New York contro il colosso della carne: fa promesse sul clima senza avere un piano credibile
Il produttore di carne JBS ha annunciato l’obiettivo del net zero, conteggiando però una minima parte delle emissioni. New York gli fa causa
Un colosso internazionale della carne che è sulla buona strada per azzerare le sue emissioni nette di gas a effetto serra entro il 2040. Il che significa, sostanzialmente, annullare il proprio impatto sul riscaldamento globale. Troppo bello per essere vero? Forse sì, a detta della procuratrice generale di New York. Che mercoledì 28 febbraio ha citato in giudizio la brasiliana JBS, contestandole dichiarazioni ambientali «non comprovate e fuorvianti per i consumatori».
Il gigantesco impatto sul clima di JBS e della sua carne
Con 270mila dipendenti e un fatturato che nel 2022 ha sfiorato i 70 miliardi di euro, la brasiliana JBS è la più grande industria al mondo nel campo della lavorazione della carne. Da tempo punta a quotarsi alla Borsa di New York; un piano che ha scatenato le ire delle organizzazioni ambientaliste. Quello della carne, infatti, è uno dei settori più critici in termini di impatto sul clima. Sia per le emissioni (di metano in primis) degli allevamenti stessi, sia perché fare spazio al bestiame spesso equivale a sacrificare gli ecosistemi forestali.
Una recente inchiesta di Global Witness punta il dito proprio su JBS, insieme a Marfrig e Minerva, per la crescente devastazione della savana del Cerrado, inestimabile in termini di biodiversità. Ma già da tempo JBS era entrata a far parte della lista nera, chiamata Financial Exclusion Tracker, di aziende che i maggiori investitori globali ritengono troppo controverse. Tanto da scegliere di escluderle dai propri portafogli.
Lo Stato di New York contro JBS
JBS da diversi mesi ha iniziato a pubblicizzare, con una certa enfasi, il piano per azzerare le proprie emissioni nette di gas a effetto serra entro il 2040. Gli organismi di auto-regolamentazione del settore pubblicitario statunitense l’avevano già ammonita. Perché faceva intendere di essere già sulla buona strada per poter ragionevolmente puntare al net zero entro il 2040, senza però disporre di un «piano formalizzato e verificato».
Pur avendo ritirato alcuni annunci pubblicitari, JBS ha comunque continuato a puntare sulla decarbonizzazione a scopo di marketing. Ed è proprio ciò che le contesta la causa depositata in un tribunale dello Stato di New York dalla procuratrice generale Letitia James. Il tanto celebrato piano per il net zero, infatti, risulta fortemente lacunoso.

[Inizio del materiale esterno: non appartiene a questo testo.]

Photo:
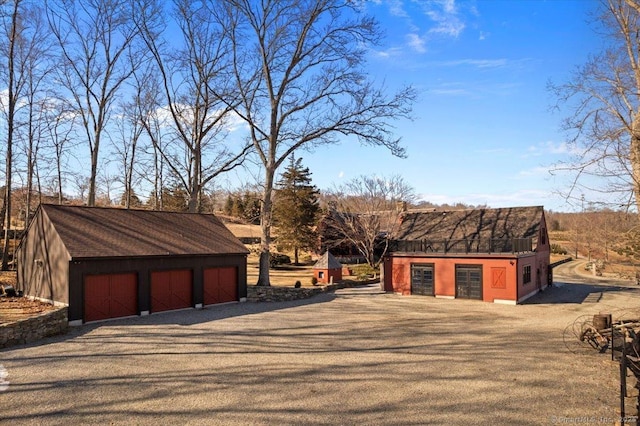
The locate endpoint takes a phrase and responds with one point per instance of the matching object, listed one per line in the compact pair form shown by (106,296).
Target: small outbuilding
(495,255)
(108,263)
(327,269)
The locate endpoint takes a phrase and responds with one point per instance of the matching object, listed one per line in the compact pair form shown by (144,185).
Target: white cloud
(416,42)
(445,16)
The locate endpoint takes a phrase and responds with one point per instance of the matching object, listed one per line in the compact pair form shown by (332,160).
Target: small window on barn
(526,274)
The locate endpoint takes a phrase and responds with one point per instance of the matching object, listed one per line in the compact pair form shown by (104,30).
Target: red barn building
(496,255)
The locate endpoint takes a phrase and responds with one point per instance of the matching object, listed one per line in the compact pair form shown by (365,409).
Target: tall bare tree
(97,42)
(36,54)
(364,213)
(299,68)
(195,77)
(603,96)
(22,50)
(60,129)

Perché, come ammette la stessa JBS, non calcola nemmeno le emissioni della catena di fornitura. Che sono l’assoluta maggioranza, perché includono anche l’impatto della deforestazione in Amazzonia.

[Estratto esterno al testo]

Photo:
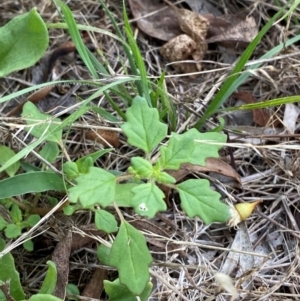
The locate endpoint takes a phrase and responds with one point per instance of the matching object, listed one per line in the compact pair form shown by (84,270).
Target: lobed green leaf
(96,187)
(178,151)
(198,199)
(129,253)
(143,128)
(207,145)
(105,221)
(148,200)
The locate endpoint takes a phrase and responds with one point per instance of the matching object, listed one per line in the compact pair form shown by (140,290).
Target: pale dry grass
(187,254)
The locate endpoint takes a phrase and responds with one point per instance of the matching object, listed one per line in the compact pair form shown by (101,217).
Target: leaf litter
(268,170)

Per giunta, JBS ha intenzione di aumentare la produzione di carne nei prossimi anni. E ancora non esistono pratiche agricole che le permettono di farlo abbattendo così tanto le emissioni (che nel 2021 erano paragonabili a quelle di uno Stato come l’Irlanda). La prospettiva di compensarle è utopistica: i costi sarebbero spropositati.

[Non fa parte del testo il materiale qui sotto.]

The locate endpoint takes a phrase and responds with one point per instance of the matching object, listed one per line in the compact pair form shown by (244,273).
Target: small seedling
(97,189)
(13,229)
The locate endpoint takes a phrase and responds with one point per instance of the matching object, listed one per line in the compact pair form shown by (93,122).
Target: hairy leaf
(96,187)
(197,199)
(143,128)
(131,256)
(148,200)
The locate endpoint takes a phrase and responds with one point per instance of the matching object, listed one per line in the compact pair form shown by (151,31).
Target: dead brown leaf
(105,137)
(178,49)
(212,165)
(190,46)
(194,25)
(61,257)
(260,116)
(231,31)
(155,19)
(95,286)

I limiti della compensazione
L’altra faccia del sistema dei carbon credit
Il sistema dei carbon credit consente di compensare le emissioni di CO2, ma porta anche con sé alcune evidenti storture
Il greenwashing danneggia l’ambiente e i consumatori
Per tutti questi motivi, lo Stato di New York vuole obbligare JBS a bloccare tutte le pubblicità ingannevoli e pagare una multa per ogni violazione. «Quando le aziende pubblicizzano un falso impegno per la sostenibilità, traggono in inganno i consumatori e mettono in pericolo il nostro Pianeta», sottolinea la procuratrice generale Letitia James tramite una nota.
Una presa di posizione che è sempre più condivisa. Il giorno successivo, infatti, la prima causa per greenwashing mai intentata in Danimarca si è conclusa con una batosta per un altro colosso della carne, Danish Crown. Alcune organizzazioni animaliste e ambientaliste gli avevano infatti contestato l’etichetta «maiale a controllo climatico». E il tribunale, dopo aver verificato che alla base non c’era alcuna valutazione indipendente, ha dato loro ragione. Ravvisando una violazione della normativa danese sul marketing.
Un precedente che senza dubbio non potrà essere ignorato. Perché la sostenibilità è una leva di marketing sempre più efficace. Ma, proprio per questo, è giusto che a vantarla sia solo chi raggiunge risultati reali.